Tous les partis voudraient faire croire qu’une fois élus, ils prendront des décisions radicales, alors qu’ils se soumettent par avance au cadre du marché capitaliste et font semblant de ne pas voir que les réponses nécessaires ne peuvent que se heurter aux frontières nationales et aux rivalités entre États, au désordre de la libre concurrence et aux intérêts des multinationales.

Car c’est la généralisation du mode de production capitaliste à l’ensemble de la planète qui, en conduisant à une marchandisation de toutes les activités humaines comme de la Nature, est responsable de l’accélération de la crise écologique globale. Et c’est la logique même du capitalisme qui, en rendant impossible toute tentative d’organiser rationnellement la production de biens utiles, en fait le principal obstacle pour y faire face.

Défendre le niveau de vie et la transition écologique, une même bataille contre le marché capitaliste

Les exigences pour garantir le niveau de vie des classes populaires et se donner les moyens de contrôler la façon dont l’humanité peut satisfaire ses besoins énergétiques sont une seule et même politique. La transition énergétique est un problème social, politique, ancré dans la lutte des classes, dans la lutte globale contre la domination des classes dominantes auxquelles tous les Etats se soumettent.

Face à la hausse du prix de l’énergie qui aggrave la pauvreté, l’urgence est de bloquer les prix, ne serait-ce qu’en supprimant la TVA qui en représente 20 %.

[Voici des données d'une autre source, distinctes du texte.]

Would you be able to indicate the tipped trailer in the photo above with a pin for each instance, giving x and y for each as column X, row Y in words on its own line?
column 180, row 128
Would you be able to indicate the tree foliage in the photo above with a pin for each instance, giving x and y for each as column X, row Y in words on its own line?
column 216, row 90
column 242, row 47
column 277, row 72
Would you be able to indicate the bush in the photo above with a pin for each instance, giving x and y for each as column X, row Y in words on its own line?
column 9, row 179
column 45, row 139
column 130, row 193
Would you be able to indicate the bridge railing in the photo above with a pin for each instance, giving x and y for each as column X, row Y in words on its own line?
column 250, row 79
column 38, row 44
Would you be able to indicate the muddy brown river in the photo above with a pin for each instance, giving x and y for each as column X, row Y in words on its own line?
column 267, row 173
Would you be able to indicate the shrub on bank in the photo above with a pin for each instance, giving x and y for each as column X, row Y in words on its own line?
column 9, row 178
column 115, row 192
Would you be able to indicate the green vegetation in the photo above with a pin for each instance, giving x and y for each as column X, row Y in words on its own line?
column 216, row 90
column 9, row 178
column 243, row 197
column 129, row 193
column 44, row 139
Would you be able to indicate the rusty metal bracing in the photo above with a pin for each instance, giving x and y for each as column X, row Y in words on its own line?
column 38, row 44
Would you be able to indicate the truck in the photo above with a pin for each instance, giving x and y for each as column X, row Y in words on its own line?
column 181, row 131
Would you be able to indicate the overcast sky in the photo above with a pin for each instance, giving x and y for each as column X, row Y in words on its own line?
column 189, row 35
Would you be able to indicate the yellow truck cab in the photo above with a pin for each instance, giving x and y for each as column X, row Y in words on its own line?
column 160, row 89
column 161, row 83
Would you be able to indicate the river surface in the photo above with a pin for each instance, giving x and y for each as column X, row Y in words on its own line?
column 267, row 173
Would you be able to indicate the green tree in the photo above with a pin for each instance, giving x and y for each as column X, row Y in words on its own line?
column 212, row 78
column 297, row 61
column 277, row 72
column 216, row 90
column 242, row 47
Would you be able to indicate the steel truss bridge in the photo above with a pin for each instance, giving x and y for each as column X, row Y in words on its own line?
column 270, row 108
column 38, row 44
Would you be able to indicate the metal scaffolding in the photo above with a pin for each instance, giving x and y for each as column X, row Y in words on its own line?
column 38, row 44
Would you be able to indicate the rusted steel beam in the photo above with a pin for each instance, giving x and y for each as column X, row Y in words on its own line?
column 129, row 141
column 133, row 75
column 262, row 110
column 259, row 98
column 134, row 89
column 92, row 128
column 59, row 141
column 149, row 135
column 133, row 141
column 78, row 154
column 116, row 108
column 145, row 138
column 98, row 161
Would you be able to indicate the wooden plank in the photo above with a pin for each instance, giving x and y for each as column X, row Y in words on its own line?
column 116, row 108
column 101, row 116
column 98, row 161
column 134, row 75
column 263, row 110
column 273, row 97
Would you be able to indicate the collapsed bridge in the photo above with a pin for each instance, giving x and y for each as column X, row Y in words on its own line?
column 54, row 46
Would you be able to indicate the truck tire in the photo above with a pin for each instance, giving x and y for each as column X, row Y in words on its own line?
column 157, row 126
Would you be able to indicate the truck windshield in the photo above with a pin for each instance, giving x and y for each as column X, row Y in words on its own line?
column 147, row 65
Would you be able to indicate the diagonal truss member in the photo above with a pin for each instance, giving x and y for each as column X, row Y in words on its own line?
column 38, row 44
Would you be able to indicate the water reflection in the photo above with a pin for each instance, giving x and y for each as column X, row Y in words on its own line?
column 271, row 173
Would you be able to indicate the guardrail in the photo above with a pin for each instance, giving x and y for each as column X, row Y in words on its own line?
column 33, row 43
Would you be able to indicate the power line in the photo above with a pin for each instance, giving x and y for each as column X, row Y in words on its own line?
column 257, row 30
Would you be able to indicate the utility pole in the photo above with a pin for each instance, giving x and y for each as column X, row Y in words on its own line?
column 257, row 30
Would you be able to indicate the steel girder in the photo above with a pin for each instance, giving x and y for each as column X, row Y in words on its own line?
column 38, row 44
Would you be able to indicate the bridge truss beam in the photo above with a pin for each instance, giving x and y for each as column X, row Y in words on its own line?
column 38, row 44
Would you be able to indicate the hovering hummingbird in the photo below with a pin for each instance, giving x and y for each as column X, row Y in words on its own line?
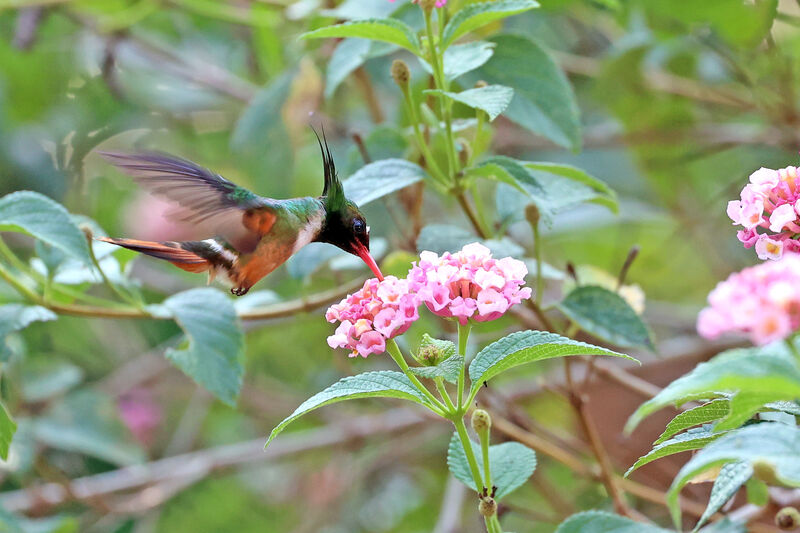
column 255, row 235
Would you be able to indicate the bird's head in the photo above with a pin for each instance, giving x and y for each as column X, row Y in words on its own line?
column 344, row 225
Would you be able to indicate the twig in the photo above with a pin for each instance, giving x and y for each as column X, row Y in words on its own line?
column 204, row 462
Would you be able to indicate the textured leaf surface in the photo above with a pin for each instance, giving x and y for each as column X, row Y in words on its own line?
column 692, row 439
column 695, row 416
column 88, row 422
column 543, row 102
column 387, row 30
column 606, row 315
column 382, row 384
column 730, row 478
column 602, row 522
column 474, row 16
column 525, row 347
column 7, row 430
column 380, row 178
column 493, row 99
column 769, row 372
column 41, row 217
column 449, row 369
column 15, row 317
column 213, row 357
column 770, row 448
column 511, row 462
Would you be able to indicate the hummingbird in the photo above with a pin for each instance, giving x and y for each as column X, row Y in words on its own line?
column 254, row 235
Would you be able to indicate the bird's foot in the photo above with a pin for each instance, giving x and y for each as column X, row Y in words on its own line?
column 239, row 291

Pour faire face à ce retour de l’inflation, il est indispensable d’augmenter les salaires, les retraites et tous les minimas sociaux, pour qu’il n’y ait pas de revenu inférieur à 1800 euros nets et garantir ce niveau en l’indexant automatiquement sur la hausse des prix. Pour financer ces mesures d’urgence, il est plus que légitime de prendre sur les profits des multinationales et notamment celles de l’énergie comme Total et Engie qui les ont accumulés depuis des années sur le dos des consommateurs.

Face à la précarité énergétique comme aux enjeux écologiques, la question énergétique ne peut se réduire à choisir entre énergies fossiles, énergies renouvelables, énergie nucléaire ou réduction de la consommation énergétique. Toute transition énergétique implique d’exproprier les multinationales du secteur de l’énergie, du gaz, de l’électricité, du pétrole, du nucléaire, et leur obsession du profit, pour en faire un véritable service public sous le contrôle de ceux qui y travaillent comme des usagers, les mieux placés pour décider de comment répondre aux besoins de tous, tout en préservant les ressources naturelles et l’environnement.

Réorganiser la production d’énergie nécessite d’en finir avec le parasitisme de la finance, avec la soumission aux lois du marché, à la concurrence et à la spéculation boursière.

Il n’y aura pas d’issue à la crise sociale et écologique sans construire une autre façon de produire, ce qui veut dire changer de mode de production, remettre en cause la propriété capitaliste pour imposer une planification démocratique.